Há seis meses ele não paga as prestações de sua casa, de R$ 326. A Caixa Econômica Federal o avisou de que, se não quitar a dívida dentro de um mês, será despejado. Marcos, que tem um casal de filhos, tira em média R$ 270 por mês vendendo galões de água de porta em porta.

Planos – De acordo com um ex-membro da diretoria, foram apresentados 12 planos de reestruturação da companhia. Todos rejeitados. “As discussões levavam três meses, enquanto a empresa ia morrendo.” A Transbrasil parou de voar no dia 3 de dezembro de 2001, depois que a Shell exigiu dos donos aval pessoal de R$ 1,9 milhão para seguir abastecendo os aviões da companhia, segundo um ex-diretor. Cipriani teria respondido que o risco desse aval era alto demais para ele e sua família.

Em dezembro de 1999, a Transbrasil se tornou a primeira – e até agora a única – companhia a receber indenização da União pelo congelamento de tarifas nos sucessivos planos econômicos. A indenização foi calculada em R$ 1,44 bilhão. Mas a Transbrasil também tinha dívidas com o governo. Omar Fontana, ainda vivo, fez questão que o genro Cipriani fosse o único a negociar o encontro de contas. No fim, a companhia recebeu R$ 725 milhões.

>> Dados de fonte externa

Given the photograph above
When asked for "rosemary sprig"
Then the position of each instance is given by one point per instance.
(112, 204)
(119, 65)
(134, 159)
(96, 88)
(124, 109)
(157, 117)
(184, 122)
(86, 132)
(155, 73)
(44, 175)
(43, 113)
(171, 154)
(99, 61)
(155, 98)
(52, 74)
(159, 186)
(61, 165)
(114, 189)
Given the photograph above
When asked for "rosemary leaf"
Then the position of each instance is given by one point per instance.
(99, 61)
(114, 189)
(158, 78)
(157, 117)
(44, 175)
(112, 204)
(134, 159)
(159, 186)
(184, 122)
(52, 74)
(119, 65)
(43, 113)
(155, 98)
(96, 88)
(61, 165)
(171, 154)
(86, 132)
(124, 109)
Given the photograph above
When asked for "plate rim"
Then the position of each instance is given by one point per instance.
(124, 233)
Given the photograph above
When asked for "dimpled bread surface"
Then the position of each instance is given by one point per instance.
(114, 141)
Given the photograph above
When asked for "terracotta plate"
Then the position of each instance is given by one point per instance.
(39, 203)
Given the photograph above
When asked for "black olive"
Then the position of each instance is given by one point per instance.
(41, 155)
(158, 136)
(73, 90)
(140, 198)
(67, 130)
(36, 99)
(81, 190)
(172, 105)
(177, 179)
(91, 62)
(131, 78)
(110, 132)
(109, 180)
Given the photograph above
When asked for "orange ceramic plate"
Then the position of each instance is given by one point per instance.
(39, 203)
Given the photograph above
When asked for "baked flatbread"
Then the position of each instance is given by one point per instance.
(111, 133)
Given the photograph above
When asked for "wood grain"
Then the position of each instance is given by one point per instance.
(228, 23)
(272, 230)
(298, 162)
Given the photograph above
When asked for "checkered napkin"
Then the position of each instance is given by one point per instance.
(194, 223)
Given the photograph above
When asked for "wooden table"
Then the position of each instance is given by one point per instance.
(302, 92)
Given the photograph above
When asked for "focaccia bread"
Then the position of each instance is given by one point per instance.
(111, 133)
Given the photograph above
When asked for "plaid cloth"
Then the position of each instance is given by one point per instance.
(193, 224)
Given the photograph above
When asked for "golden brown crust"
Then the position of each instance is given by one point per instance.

Do encontro de contas só restou uma multa com o INSS, no valor de R$ 220 milhões, segundo um ex-diretor. Inexplicavelmente, na visão de ex-executivos da empresa, Cipriani não quis aproveitar o programa de refinanciamento (Refis), que comprometeria apenas 2% do faturamento da empresa, ao longo de 15 anos. Por causa disso, a Transbrasil não obteria mais certidão negativa de débito com o INSS, que a capacitaria a se capitalizar. A dívida com o INSS está hoje em R$ 541 milhões.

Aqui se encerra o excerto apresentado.